Al sueco lo vi un par de veces más, desde lejos, ni siquiera nos saludamos.
Después de ese incidente, volví a ver —por última vez— al maestro Tang, le comenté lo que me había pasado y, simplemente, me miró sorprendido porque no había ocupado la defensa energética, o del Qi, o alguna de las técnicas milenarias que entrenábamos. Fue un balde de agua fría con el que desperté, pude mirar a los demás instructores y alumnos, y ver que los cinturones no eran puestos a prueba, vivíamos en una práctica teórica, sin verdaderos combates, sin una resistencia real de un oponente.
Me costó tiempo darme cuenta de que el maestro era un hombre como cualquier otro. Durante años lo idolatré, lo tenía en un pedestal. Pero fue su ego lo que no le permitió cambiar lo que estaba enseñando. Tenía varias escuelas en muchos países, el negocio funcionaba, los alumnos pagaban, él era famoso, entonces, ¿para qué cambiar?

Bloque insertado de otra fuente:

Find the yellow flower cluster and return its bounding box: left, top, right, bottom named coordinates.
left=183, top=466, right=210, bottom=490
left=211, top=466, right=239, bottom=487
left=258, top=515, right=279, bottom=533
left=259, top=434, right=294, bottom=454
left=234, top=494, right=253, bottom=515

Su cuerpo estaba cubierto por un gran paño de seda blanco. Su cara estaba muy blanca por el maquillaje, sus labios estaban pintados con un rojo pálido, las pestañas también habían sido retocadas, su pelo estaba perfectamente peinado. Un nuevo hipo interrumpió mis recuerdos, recordé la fórmula de mi abuela para tratar los hipos, decía que había que tomar un vaso de limón puro con algo de miel. Me acerqué a la viuda y con voz muy seria y respetuosa le pedí un vaso de limón.
2
Esa noche me quedé a dormir en la casa de los Tang. La ceremonia de cremación iba a comenzar temprano al día siguiente. La hija de la viuda me contó que había llegado un monje budista, quien era conocedor del proceso de la cremación. Según el confucionismo, la cremación estaba prohibida, pero su uso en China se extendió con la llegada del comunismo a partir de 1949. Por un tema, sobre todo, de salubridad pública.
El monje, junto a dos de sus ayudantes, armó una pira de maderas muy bien cortadas, cada una del mismo largo. La forma de poner las maderas fue conformando una estructura donde se iba a depositar el cuerpo del maestro.